O mal de Mao

Mao lançou a campanha das Quatro pragas, agora o Bloco de Esquerda quer suspender o alojamento local em Lisboa. Recomendo-lhes as publicações dos Censos.

Em 1958, Mao Tsé-Tung lançou a Campanha das Quatro Pragas. Moscas, mosquitos, ratos e pardais: eram estes os quatro animais (irracionais) que Mao queria exterminar. Os três primeiros por questões de higiene. Os pardais porque comiam as sementes; ou seja, eram uns pássaros capitalistas que privavam o povo dos frutos do seu trabalho. De modo que o povo foi incentivado a aniquilar os pardais, para que nem o primeiro milho fosse para eles. E o povo foi bastante eficaz, quase os conseguiu extinguir.

Sucede que os grãos eram a parte dos hidratos de carbono das refeições dos pardais. A proteína, eles iam buscar aos insectos. E, por isso, quando aqueles pássaros quase desapareceram, gafanhotos e outros bichos que tais proliferaram e deram cabo da produção de arroz. Em Abril de 1960, o governo chinês percebeu isso. Para poder manter o nome da campanha, trocou os pardais por percevejos como alvo a abater, mas já era demasiado tarde: mais de 30 milhões de pessoas morreram de fome. O Grande Salto em Frente foi um grande salto para o abismo.

Lembro-me frequentemente desta história pela sua eloquência na ilustração de como decisões, quiçá bem-intencionadas, podem produzir efeitos devastadores e até contrários ao propósito que as motivam, quando não se estudam bem os problemas e todas as relações envolvidas, quando não se consideram todos os efeitos directos e indirectos. E espero que quem está encarregado de pensar políticas públicas não a ignore.

Lembrei-me desta história no outro dia, quando li que o Bloco de Esquerda quer suspender o alojamento local em Lisboa, que acusam de estar a expulsar os habitantes do centro de Lisboa.
Sem a missão de bater em panelas para não deixar a passarada pousar e assim a matar de exaustão, há que encontrar outras formas de entretenimento. Bem que as pessoas do Bloco de Esquerda podiam divertir-se no site do INE. Recomendo-lhes as publicações dos Censos. Consultá-las permite ficar ciente de que as freguesias que constituem as zonas do Centro e do Centro Histórico passaram, no seu conjunto, de mais de 610 mil residentes em 1960 para pouco mais de 245 mil, em 2011.
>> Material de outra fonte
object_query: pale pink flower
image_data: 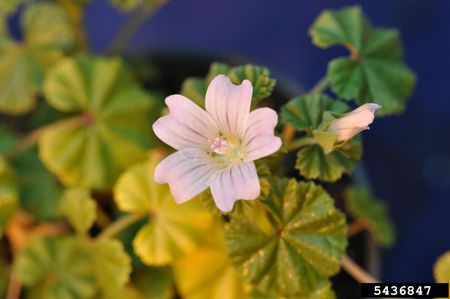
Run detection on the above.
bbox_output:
[153,75,281,212]
[328,103,381,141]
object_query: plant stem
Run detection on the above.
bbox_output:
[4,115,86,159]
[97,213,145,240]
[107,0,167,54]
[310,76,328,93]
[341,254,379,283]
[6,268,22,299]
[283,76,328,143]
[347,219,369,237]
[287,137,317,151]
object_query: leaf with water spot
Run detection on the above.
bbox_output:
[309,6,416,115]
[225,179,347,296]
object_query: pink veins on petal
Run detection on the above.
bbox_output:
[153,75,281,212]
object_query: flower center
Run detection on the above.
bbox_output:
[210,137,228,155]
[209,136,244,168]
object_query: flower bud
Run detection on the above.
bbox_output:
[328,103,381,141]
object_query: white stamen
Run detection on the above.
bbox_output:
[209,137,228,155]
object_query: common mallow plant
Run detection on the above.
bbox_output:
[0,4,432,299]
[153,75,281,212]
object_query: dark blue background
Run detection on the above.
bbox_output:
[82,0,450,282]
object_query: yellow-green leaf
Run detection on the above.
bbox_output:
[39,56,152,189]
[174,225,246,299]
[310,6,416,115]
[248,280,336,299]
[225,179,347,296]
[433,251,450,293]
[59,188,97,235]
[14,237,96,299]
[14,147,62,220]
[132,267,175,299]
[114,161,212,265]
[0,3,73,114]
[90,239,131,293]
[0,157,18,238]
[345,186,395,247]
[434,251,450,283]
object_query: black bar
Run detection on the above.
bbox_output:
[361,283,449,298]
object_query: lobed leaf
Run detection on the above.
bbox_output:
[0,3,73,114]
[59,188,97,235]
[281,93,349,131]
[14,237,96,299]
[225,179,347,296]
[90,239,132,294]
[0,157,19,238]
[14,147,62,220]
[248,280,336,299]
[295,138,362,182]
[132,267,175,299]
[114,161,212,265]
[39,56,152,189]
[309,6,416,115]
[345,187,395,247]
[174,224,246,299]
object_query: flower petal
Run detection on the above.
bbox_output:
[153,95,219,150]
[155,148,216,203]
[211,162,261,212]
[205,75,253,137]
[328,103,381,141]
[244,108,281,161]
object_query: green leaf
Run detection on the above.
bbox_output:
[174,224,246,299]
[345,186,395,247]
[0,0,28,17]
[204,62,231,83]
[14,147,62,220]
[228,64,276,106]
[114,161,212,265]
[0,3,73,114]
[0,260,9,298]
[181,62,276,107]
[181,77,207,108]
[281,93,349,131]
[0,157,18,238]
[310,6,416,115]
[295,138,362,182]
[225,179,347,296]
[90,239,131,293]
[434,251,450,283]
[132,267,175,299]
[14,237,96,299]
[39,56,152,189]
[59,188,97,235]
Nesse conjunto de quarenta freguesias (com referência à organização de 1959), não há uma que em 2011 tivesse ganhado população face a 1960. Se o contraponto for 2001, encontramos nove em que o número de moradores cresceu. Todas as outras mantiveram a trajectória de declínio. Por exemplo, a do Castelo conseguiu perder ainda mais 40% dos seus ocupantes; Encarnação, Pena, Santiago, Santo Estêvão, São Paulo e Sé tiveram decréscimos superiores a 20%.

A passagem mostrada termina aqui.